IL-33 is crucial to the development of allergic diseases, such as AD, where excessive IL-33 produced by keratinocytes can activate ILC2s, which then produce IL-5 and IL-13, leading to the accumulation of eosinophils in the dermis [40]. IL-33-induced activation of basophils further enhances the activity of ILC2 via IL-4 signaling. Additionally, IL-33 promotes histamine production in MCs through the activation of the p38 signaling pathway [41, 42]. Furthermore, IL-33 mediates skin-gut crosstalk, driving intestinal MC expansion and contributing to food anaphylaxis, thus highlighting its role in systemic allergic inflammation [43]. The IL-33/ST2 signaling pathway also activates sensory neurons, which play a role in itch and pain responses, further exacerbating symptoms in allergic conditions [44].
Thymic stromal lymphopoietin is mainly secreted by epithelial cells but can also be produced by DCs, basophils, and MCs [45]. The TSLP receptor (TSLPR) is expressed on hematopoietic cells and sensory neurons.
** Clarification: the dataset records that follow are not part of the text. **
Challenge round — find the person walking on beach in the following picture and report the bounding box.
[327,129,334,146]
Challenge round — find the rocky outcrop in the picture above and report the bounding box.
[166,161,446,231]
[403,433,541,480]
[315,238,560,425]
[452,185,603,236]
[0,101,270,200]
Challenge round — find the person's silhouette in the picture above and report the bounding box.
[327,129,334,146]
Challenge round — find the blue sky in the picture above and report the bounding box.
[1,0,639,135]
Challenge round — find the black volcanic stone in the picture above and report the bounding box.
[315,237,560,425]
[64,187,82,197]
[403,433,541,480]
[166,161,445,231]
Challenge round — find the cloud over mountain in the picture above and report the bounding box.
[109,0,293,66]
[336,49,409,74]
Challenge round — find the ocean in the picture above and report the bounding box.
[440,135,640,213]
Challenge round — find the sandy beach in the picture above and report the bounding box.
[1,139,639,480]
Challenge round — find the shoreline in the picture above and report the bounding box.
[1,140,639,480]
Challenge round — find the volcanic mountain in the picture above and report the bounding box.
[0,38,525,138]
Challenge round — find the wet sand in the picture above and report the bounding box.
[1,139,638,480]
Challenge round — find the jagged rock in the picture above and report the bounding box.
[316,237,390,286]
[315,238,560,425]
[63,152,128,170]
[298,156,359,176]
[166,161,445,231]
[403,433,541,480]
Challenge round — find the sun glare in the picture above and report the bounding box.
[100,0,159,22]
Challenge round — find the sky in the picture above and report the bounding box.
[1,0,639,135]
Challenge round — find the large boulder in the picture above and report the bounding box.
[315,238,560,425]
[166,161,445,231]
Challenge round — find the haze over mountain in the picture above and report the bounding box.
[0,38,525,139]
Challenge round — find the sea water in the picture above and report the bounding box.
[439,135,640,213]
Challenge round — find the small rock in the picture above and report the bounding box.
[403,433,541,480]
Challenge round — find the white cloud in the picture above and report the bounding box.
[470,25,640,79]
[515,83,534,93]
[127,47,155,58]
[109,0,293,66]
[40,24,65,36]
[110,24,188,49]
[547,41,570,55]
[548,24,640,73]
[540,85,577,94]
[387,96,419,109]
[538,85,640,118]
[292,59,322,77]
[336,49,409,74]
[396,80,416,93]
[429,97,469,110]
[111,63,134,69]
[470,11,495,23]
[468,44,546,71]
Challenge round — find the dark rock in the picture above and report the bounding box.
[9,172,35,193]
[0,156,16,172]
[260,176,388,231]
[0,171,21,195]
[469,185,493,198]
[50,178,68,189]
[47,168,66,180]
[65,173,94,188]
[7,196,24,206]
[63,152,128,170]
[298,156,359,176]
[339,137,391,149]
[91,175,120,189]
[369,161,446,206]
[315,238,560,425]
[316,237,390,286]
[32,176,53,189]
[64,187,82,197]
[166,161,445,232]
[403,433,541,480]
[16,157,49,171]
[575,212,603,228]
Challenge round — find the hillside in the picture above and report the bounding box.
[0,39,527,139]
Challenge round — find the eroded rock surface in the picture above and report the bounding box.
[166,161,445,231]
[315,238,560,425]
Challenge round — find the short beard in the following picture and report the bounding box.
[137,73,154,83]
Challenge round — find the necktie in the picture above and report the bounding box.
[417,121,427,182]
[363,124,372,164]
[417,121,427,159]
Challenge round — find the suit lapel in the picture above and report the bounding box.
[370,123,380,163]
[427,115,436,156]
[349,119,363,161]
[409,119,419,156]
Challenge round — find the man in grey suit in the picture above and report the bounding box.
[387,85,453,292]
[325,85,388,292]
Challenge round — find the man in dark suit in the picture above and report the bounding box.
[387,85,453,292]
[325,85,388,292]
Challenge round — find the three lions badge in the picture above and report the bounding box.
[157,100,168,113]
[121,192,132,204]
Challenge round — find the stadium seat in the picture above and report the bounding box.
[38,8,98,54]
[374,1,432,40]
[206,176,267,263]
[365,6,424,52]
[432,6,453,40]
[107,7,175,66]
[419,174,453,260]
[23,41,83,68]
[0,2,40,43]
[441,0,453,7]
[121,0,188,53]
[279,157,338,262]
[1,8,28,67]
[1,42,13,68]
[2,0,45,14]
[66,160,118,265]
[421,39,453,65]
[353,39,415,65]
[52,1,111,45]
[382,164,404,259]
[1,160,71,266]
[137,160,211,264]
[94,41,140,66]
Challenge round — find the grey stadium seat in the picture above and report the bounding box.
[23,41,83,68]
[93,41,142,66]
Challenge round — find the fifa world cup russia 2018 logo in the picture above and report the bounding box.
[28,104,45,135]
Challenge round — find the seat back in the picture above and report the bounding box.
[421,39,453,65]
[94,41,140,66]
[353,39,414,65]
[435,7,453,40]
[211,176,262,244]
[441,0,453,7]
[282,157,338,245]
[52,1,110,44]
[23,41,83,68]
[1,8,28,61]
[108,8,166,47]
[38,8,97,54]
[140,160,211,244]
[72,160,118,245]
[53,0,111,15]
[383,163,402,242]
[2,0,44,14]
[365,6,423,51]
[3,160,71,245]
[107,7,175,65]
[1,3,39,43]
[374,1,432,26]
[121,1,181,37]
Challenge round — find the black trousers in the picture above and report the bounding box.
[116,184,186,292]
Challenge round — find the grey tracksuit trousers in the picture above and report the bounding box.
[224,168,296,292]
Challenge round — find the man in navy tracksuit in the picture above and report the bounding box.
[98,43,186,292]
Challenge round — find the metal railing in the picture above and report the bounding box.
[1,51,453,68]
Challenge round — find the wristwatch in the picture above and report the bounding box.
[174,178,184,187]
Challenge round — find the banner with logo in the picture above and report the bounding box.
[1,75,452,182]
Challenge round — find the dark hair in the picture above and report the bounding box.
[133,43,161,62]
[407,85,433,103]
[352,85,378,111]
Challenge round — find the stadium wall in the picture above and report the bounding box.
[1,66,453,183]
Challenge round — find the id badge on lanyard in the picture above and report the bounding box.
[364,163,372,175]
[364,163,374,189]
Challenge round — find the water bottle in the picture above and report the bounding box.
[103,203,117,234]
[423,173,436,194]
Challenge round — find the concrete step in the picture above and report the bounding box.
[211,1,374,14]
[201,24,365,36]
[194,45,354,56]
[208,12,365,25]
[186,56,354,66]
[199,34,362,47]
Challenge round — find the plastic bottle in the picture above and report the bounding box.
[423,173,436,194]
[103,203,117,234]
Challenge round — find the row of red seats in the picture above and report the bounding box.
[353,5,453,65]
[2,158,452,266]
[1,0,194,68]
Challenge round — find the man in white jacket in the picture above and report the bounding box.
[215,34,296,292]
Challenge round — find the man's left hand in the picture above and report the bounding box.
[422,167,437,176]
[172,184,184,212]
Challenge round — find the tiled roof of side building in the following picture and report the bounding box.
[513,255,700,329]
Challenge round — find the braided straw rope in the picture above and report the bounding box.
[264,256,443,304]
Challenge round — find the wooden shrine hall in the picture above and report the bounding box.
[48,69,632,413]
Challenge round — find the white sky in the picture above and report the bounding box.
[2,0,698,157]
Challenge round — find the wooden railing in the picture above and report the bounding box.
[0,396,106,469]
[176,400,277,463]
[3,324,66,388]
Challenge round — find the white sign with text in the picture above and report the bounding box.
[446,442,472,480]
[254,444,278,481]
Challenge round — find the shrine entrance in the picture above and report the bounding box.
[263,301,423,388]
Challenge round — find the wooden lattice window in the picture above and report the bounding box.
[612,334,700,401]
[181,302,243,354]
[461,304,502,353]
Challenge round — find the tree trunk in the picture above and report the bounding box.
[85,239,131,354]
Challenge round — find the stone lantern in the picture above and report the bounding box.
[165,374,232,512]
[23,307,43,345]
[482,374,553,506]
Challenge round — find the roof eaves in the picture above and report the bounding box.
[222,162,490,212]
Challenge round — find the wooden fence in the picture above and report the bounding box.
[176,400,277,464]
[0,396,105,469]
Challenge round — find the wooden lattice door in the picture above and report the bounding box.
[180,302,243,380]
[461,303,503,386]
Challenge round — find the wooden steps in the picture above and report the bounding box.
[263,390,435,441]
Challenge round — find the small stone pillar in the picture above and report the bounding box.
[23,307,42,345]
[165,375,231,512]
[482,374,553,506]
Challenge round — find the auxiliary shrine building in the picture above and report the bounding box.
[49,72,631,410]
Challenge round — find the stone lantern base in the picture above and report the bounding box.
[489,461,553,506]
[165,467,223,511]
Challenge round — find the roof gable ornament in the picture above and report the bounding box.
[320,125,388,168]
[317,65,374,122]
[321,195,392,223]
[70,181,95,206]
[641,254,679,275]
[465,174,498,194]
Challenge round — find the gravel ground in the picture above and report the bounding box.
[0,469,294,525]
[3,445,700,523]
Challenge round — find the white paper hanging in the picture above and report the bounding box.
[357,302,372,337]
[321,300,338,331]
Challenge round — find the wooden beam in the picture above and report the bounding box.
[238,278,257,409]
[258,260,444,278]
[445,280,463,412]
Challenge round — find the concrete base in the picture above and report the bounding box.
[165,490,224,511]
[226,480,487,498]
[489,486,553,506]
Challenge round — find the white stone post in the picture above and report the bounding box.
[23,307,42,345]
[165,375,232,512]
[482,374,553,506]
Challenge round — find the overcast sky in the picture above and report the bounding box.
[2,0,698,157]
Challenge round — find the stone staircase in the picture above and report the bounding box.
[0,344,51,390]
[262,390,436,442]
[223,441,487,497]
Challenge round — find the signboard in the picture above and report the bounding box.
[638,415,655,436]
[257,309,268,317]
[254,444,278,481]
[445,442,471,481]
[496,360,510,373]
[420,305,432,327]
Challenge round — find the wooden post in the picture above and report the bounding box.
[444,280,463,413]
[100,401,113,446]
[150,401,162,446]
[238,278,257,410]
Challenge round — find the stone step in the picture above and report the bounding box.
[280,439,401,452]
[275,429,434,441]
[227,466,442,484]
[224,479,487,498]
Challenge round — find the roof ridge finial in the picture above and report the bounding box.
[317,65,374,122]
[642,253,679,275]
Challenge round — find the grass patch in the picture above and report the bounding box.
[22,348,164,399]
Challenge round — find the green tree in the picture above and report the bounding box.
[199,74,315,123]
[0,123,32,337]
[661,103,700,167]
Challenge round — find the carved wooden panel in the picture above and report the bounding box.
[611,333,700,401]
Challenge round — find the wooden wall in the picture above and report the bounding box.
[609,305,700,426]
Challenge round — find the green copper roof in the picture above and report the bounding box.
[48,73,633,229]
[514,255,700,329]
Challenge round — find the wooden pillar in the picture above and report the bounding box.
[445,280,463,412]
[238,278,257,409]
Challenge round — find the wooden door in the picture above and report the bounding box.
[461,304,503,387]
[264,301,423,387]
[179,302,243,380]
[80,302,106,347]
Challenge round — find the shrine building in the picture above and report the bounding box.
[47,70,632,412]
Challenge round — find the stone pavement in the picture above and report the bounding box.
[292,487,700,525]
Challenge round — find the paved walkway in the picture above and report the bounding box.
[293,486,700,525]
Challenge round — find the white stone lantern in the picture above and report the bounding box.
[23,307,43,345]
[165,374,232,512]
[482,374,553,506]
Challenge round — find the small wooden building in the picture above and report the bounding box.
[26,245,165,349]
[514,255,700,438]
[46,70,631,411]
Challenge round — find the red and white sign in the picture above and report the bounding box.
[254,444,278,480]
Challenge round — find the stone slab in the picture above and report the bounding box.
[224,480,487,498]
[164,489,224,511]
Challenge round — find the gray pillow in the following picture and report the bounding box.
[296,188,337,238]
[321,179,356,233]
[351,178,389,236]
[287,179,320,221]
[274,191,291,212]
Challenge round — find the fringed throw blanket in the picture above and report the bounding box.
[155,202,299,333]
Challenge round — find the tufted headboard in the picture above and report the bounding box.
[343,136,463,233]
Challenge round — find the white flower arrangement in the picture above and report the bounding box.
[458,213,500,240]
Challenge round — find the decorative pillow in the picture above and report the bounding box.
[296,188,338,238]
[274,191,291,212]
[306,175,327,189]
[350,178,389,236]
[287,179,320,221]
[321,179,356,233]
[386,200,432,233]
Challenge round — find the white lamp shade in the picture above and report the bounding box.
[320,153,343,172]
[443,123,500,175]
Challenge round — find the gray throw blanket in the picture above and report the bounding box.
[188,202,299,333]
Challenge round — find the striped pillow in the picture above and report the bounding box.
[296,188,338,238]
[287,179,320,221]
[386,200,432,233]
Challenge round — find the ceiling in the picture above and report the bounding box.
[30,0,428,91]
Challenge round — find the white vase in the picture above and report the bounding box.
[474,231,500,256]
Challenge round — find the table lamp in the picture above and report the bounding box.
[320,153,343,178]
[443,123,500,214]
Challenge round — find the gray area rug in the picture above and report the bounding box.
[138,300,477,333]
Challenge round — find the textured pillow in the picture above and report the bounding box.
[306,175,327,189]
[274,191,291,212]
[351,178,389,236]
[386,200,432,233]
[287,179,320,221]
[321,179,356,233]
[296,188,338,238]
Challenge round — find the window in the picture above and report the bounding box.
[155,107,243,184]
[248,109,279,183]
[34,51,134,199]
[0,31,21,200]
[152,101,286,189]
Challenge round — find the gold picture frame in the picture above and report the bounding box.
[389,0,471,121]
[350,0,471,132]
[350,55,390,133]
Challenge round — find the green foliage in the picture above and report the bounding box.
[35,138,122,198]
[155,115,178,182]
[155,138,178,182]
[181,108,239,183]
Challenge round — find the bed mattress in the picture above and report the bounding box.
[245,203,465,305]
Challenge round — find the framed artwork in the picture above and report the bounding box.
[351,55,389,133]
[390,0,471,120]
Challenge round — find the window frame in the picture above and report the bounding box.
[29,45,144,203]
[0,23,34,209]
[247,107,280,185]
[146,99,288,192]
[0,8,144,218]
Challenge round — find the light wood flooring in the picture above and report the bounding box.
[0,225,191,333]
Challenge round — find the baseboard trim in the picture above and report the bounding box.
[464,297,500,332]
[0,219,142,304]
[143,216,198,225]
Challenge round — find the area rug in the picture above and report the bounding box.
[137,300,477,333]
Upon binding to TSLPR, TSLP recruits IL-7Rα, forming a complex that activates the JAK/STAT and Phosphoinositide 3-kinases (PI3K) pathways, both of which are essential for immune cell activation and differentiation [46]. TSLP induces the expression of major histocompatibility complex (MHC) and co-stimulatory molecules on DCs, promoting Th2 differentiation through the secretion of chemokines, such as CC-motif ligand 17 (CCL17), CCL22, and OX40 ligand [47-49]. In addition, TSLP can activate naive CD4+ T cells, driving Th2 functions and facilitating Th9 differentiation in airway inflammation [50]. Moreover, TSLP stimulates basophils and ILC2s to promote Th2 immune responses [51, 52] and promotes the differentiation of CD4+ T cells into Th2 and T follicular helper (Tfh) cells [53]. Chronic TSLP release, observed in conditions like AD, leads to persistent barrier disruption, increased TSLP expression, and epigenetic changes that exacerbate the disease [47, 54].
2.2.3 Chemokines of the Type 2 Response
Chemokines are crucial in orchestrating immune cell trafficking and activation, particularly within type 2 immunity that involves the activation of Th2 cells, eosinophils, basophils, and MCs. Although the role of alamins has been repeatedly emphasized, chemokines released early together with them are decisive for the development of an allergic inflammation. Recent research has elucidated the roles of specific chemokines in modulating type 2 immunity, with implications for allergic diseases and parasitic infections. CCL17 and CCL22 are chemokines that bind to the CCR4 receptor, which is primarily expressed on Th2 cells, cutaneous lymphocyte antigen-positive skin-homing T cells, and Treg cells [55]. These chemokines are critical for recruiting Th2 cells to inflammation sites, thereby amplifying type 2 immune responses. Elevated levels of CCL17 have been observed in AD, where it may act as a biomarker for disease severity and response to therapy [56]. Therapeutic strategies targeting the CCL17-CCR4 axis, including monoclonal antibodies against CCR4 [57], are being investigated to mitigate Th2-mediated diseases. Similarly, CCL22 plays a crucial role in inflammatory conditions like AD and AS, making its inhibition an attractive therapeutic approach [58].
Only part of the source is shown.